Hosting a holiday party can be a stressful endeavor because there are so many details to oversee. In addition to planning the guest list, playlist, and menu, selecting the right wine to serve can be overwhelming. To help you narrow down your choices, Food Republic spoke to two experts with insights for hosting or attending a holiday party.

Cody Pruitt, the founder and beverage director at Libertine, a French bistro in New York City, advises against attempting to find something that "everyone will like." It's a nearly impossible task. Instead, view this as an opportunity to explore wines that deviate from your usual selections, seeking out "something that can provide conversation fodder or ice-breaker moments." If you've enjoyed a particular bottle at a restaurant, Pruitt suggests tracking it down for your party, allowing you to share that memorable experience with your guests, making it more meaningful. 

Wondering how many bottles you'll need? It's not an exact science, but a standard 750 milliliter wine bottle contains five servings. In practice, however, it's more like four servings. Assuming that guests will enjoy a glass before and after dinner, as well as two glasses during the meal, you'll need one bottle of wine per guest.

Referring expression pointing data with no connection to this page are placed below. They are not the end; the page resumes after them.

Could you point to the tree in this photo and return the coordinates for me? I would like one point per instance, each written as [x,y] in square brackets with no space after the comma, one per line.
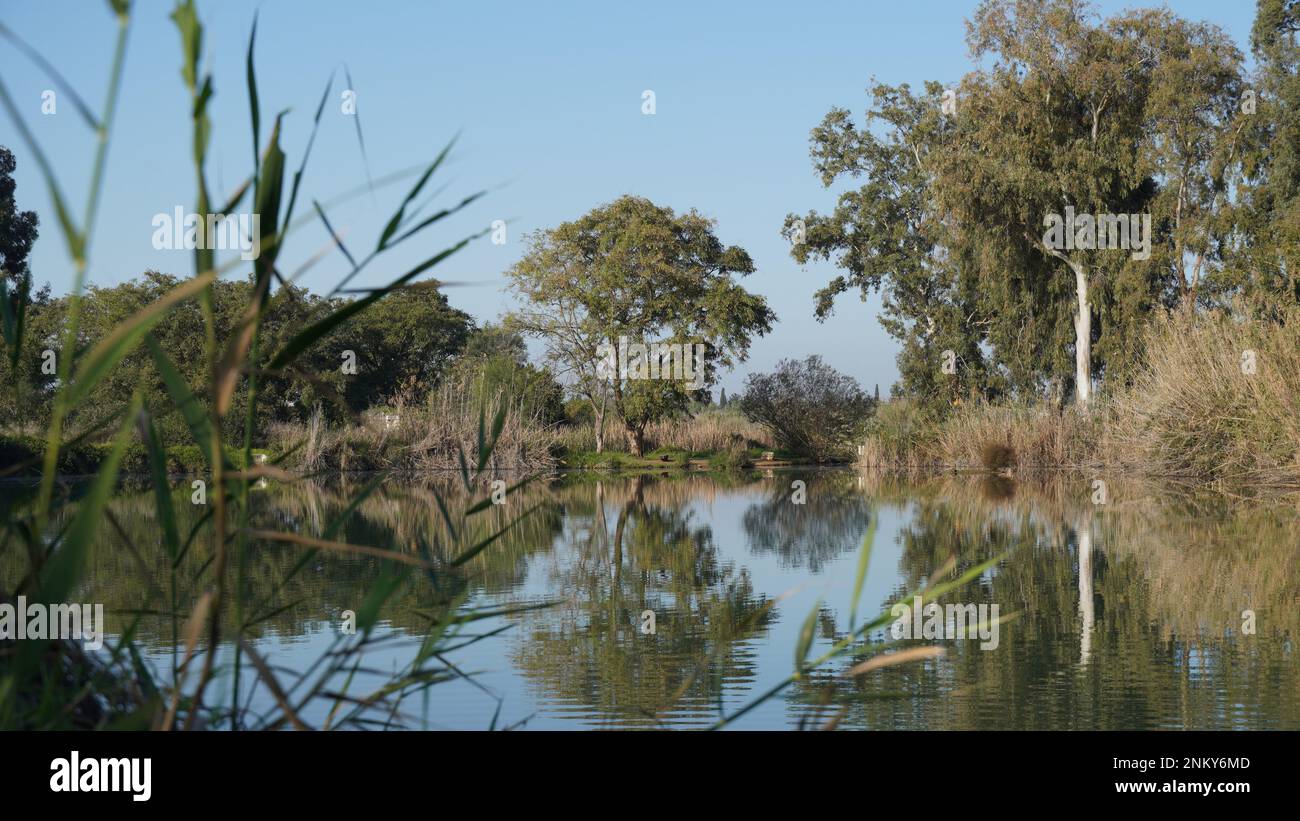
[495,364]
[1264,268]
[635,273]
[18,230]
[810,407]
[1066,114]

If your guests tend to be more enthusiastic wine drinkers or you're also serving other cocktails, you can employ this formula: Multiply the number of guests by the projected number of glasses each guest will consume, and then divide that total by four. See, easy math.

Choosing the perfect wine to bring as a gift

When selecting a thoughtful bottle of wine to bring as a hostess gift, you want to ensure your choice stands out among the typical offerings from other guests. According to Jerome Noel — the general manager of taste56, a new wine store and interactive tasting room located in DUMBO, Brooklyn, New York — the best choice isn't necessarily the most expensive one.

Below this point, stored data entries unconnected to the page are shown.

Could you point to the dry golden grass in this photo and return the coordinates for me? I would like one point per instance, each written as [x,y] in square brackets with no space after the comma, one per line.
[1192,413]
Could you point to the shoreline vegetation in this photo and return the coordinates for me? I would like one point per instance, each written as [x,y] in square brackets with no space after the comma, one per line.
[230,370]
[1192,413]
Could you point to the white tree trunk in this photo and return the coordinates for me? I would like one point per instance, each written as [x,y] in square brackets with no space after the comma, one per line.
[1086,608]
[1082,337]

For example, if the host "mentioned a certain producer or style of wine they loved, or recently visited a wine region, a related gift is always welcome," Noel suggests. Similarly, if you've shared a memorable bottle at a restaurant, making an effort to find that vintage can be a meaningful gesture.

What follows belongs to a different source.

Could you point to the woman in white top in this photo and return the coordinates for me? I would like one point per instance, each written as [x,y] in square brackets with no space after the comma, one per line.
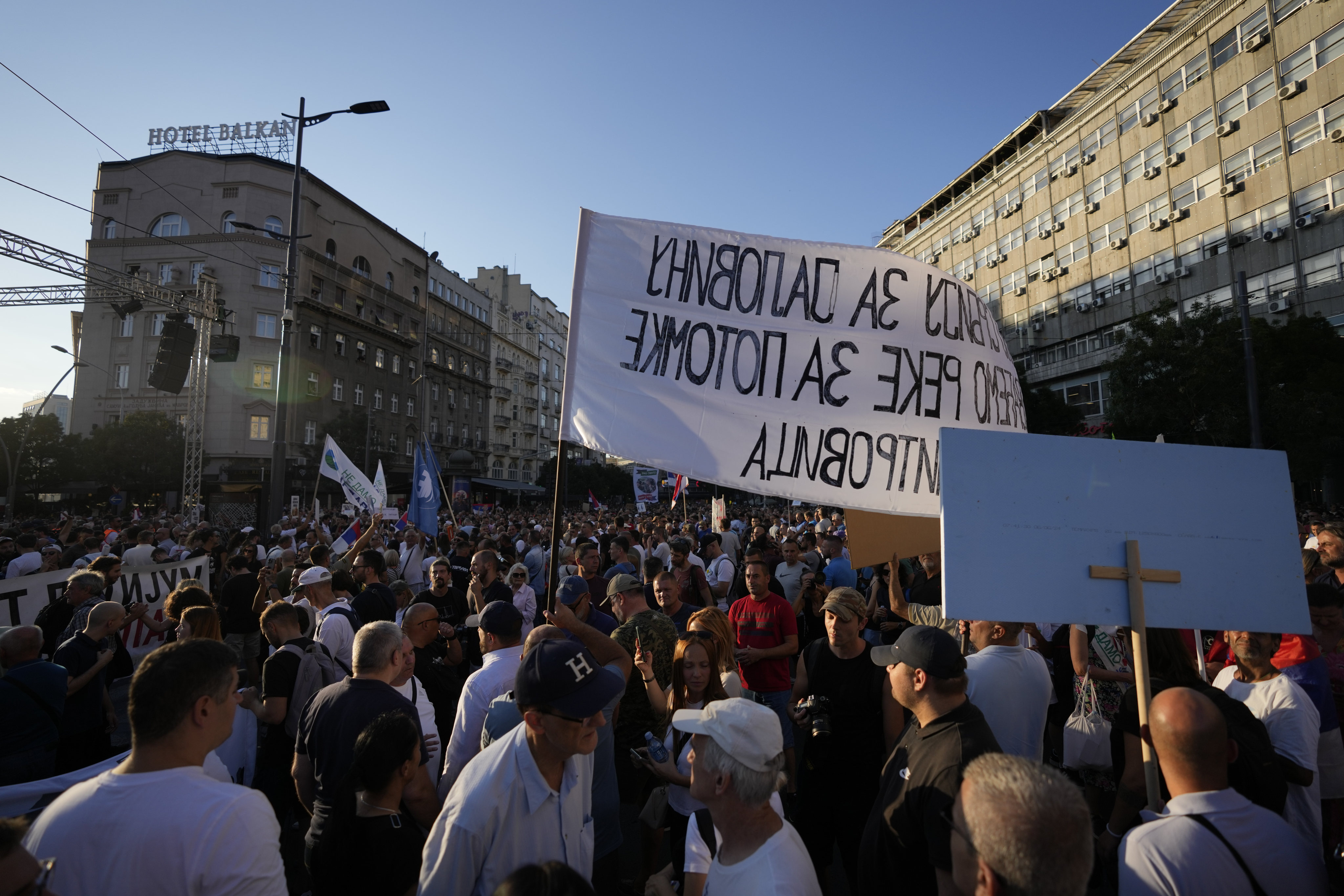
[525,598]
[695,682]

When you don't know the hosts well, you can't go wrong with sparkling wine. "Not only do many people consider them celebratory, but sparkling wines are incredibly versatile with food, and pair very well with a variety of cuisines," Noel says. If Champagne is beyond your budget, he recommends considering a French sparkling wine like Cremant de Bourgogne or a Spanish Cava.

Don't fret over whether the bottle has a cork or a twist-off cap. Many high-end wine producers now use user-friendly screw caps. The key is to make the selection meaningful.